Siyasi partiler adaylarını belirledi. Sandığın kurulmasına bir ay gibi bir zaman var. Adaylar, yöreleriyle ilgili çalışmalara başladılar bile. Dağ bayır dolaşıyorlar.
Dolaşmalarının nedeni, ‘cemallarini’ millete göstermek.
Halkın karşısına çıkarken, ellerinde sadece parti flamaları ve fosterleri var. Halkın huzuruna giderken, anlatacakları bir şey de yok. Bütün düzen, Türkiye’nin genel durumu hakkında bilgi sunma veya eleştirmek üzerine kurulacak.
Televizyonlarda konuşulanlar aktarılacak.
Zonguldak’ın hafriyat alanı ile ilgili bir konuşma duyacağınıza inanmıyorum. Ya da ‘Uzunkum da ki T1-T2 tünellerinin devamı olan Uzunkum Viyadüğü inşaatı neden durdu?’ anlatılmayacak.
Önceki gün CHP’de Milletvekili adaylığı için boşalan il başkanlığı koltuğu için seçim yapıldı. 28 kişilik il yönetimi başkanı seçemedi. Münakaşa çıktı. Karar Genel Merkeze bırakıldı.
28 kişi bir il başkanını seçemeyen CHP Zonguldak’a ne anlatacak? Hangi sorununu bilip, halka açacak ve çözümün kendisinde olduğunu belirtip, karşısındakileri ikna edecek?
Asıl önemlisi, yapılacak olan Cumhurbaşkanı seçimini anladık. Adaylar seçime girecekler, birinci turda yüzde 50+1 alan olmazsa, 8 Temmuz’da ikinci tur seçimi yapılacak. Peki Milletvekili seçiminde oylama nasıl yapılacak? Daha önemlisi, yeni sistemde (Cumhurbaşkanlığı sistemi)Milletvekilleri ne yapacaklar? Bunların millete anlatılması gerekmiyor mu?
Türkiye Cumhuriyeti Devleti yeniden kuruluyor. Yeni sistem ile hedeflenen nedir? Vekillerin bakanlığı nasıl olacak?
Her ne kadar ‘teknik’ konular olsa da, siyasetin üzerinde şekillendirilmesi gerekir.
Politikacının mantığı genel olarak ‘sen oyunu ver, gerisine karışma’ gibi ‘tepeden bakmacı’ bir yapıya sahip. Zaten, ‘takım tutar’ gibi ‘babadan kalma’ particilik yapanlar için fark etmiyor. Siz istediğiniz kadar anlatın ‘aval aval’ bakmasından anlıyorsunuz, bir tarafa ‘tapulu’ olduğunu.
Politikacı için seçim ve siyasi partinin kongre günleri ‘bayram’ günleri olarak kabul edilir.
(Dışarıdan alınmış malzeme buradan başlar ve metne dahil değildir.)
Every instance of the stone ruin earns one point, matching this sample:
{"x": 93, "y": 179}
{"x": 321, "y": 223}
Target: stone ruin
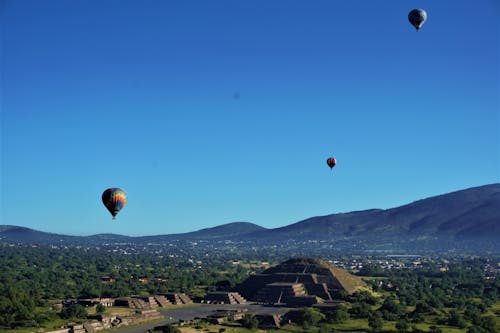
{"x": 299, "y": 282}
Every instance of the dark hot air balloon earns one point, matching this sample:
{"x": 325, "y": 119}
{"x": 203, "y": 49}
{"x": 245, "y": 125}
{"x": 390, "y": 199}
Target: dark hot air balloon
{"x": 331, "y": 162}
{"x": 417, "y": 17}
{"x": 114, "y": 199}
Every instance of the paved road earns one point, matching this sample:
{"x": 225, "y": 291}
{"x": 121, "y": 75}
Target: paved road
{"x": 201, "y": 311}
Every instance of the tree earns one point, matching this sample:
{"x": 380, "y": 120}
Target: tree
{"x": 359, "y": 310}
{"x": 402, "y": 326}
{"x": 375, "y": 321}
{"x": 73, "y": 311}
{"x": 100, "y": 308}
{"x": 456, "y": 319}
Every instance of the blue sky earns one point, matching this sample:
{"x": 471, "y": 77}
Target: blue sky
{"x": 209, "y": 112}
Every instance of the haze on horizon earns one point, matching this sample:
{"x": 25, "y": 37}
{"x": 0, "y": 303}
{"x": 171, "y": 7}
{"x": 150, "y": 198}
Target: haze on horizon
{"x": 213, "y": 112}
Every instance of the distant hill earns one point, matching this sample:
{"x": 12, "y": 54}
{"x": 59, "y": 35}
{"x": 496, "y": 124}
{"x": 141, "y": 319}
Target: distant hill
{"x": 470, "y": 214}
{"x": 467, "y": 214}
{"x": 224, "y": 231}
{"x": 27, "y": 235}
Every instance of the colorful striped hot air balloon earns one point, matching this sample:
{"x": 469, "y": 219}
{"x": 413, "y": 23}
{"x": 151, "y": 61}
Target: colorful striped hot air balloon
{"x": 331, "y": 162}
{"x": 114, "y": 199}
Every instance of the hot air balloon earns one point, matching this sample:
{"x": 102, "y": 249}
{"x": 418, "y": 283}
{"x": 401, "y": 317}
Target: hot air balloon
{"x": 331, "y": 162}
{"x": 417, "y": 17}
{"x": 114, "y": 199}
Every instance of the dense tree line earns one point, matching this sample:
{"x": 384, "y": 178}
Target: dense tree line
{"x": 33, "y": 277}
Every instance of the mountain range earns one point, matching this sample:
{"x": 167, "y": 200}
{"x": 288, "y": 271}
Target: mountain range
{"x": 469, "y": 214}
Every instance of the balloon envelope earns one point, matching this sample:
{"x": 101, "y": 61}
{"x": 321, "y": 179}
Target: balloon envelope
{"x": 331, "y": 162}
{"x": 114, "y": 199}
{"x": 417, "y": 17}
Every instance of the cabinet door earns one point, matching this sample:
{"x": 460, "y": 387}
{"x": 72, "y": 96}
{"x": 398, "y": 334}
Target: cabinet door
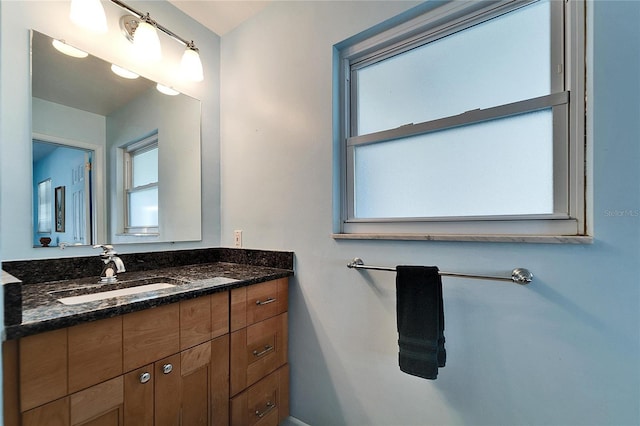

Kazansalar da kaybetseler de bayram günleridir seçim günleri. Ruhlarına ‘politika kurdu’ girdiği için alışkanlık yapmıştır onlarda. Fanatikleşmişlerdir. Bir takımın amigosu gibi olmuşlardır adeta.
Ancak bu fanatik politipler, bu seçimde ‘adrenalin’ veya ‘heyecan’ manasında fazla şey bulamayacaklar. Çünkü bu seçim hem zaman açısından hem de politikanın tekniği açısından dar alana sıkıştı. Seçmenle temas daha ziyade medya üzerinde yapılacak. Gelişmelerin yorumları da beyaz cam arkasında, konuşulanları dinlemek şeklinde gerçekleşecek.
Bir yanda hayat pahalılığı, işsizlik, enflasyon; bir yanda mutsuz bir gençlik yapısı… Bir yanda seçimde olsa beklentilere cevap bulamama korkusu…
Nihayetinde, bir seçim –sandık mutluluğu var. Demokrasinin olmazsa olmazlarından seçim-sandık. Parti sultalarının yukarda belirlediklerini sandık kanalıyla okeylesek te, ileriye dönük bir ‘demokrasi’ arayışı mutluluğu var.
Kim kazanırsa kazansın, ‘seçim’ ile ilgili bir ‘tecrübe’ olacak.
Seçimler ne kadar çok olursa olsun, ‘tartışma’ adabının iyileşmesi kaçınılmazdır.
Tartışmanın karşılıklı sevgi-saygı çerçevesinde yapılması ise ‘demokrasinin’ alt yapısını oluşturan en büyük alışkanlıktır. Alışkanlıkların huy edinilmesi gelenek değil mi?
Yeni sistem ile yeni ve iyi huylar edinmemiz dileği ile.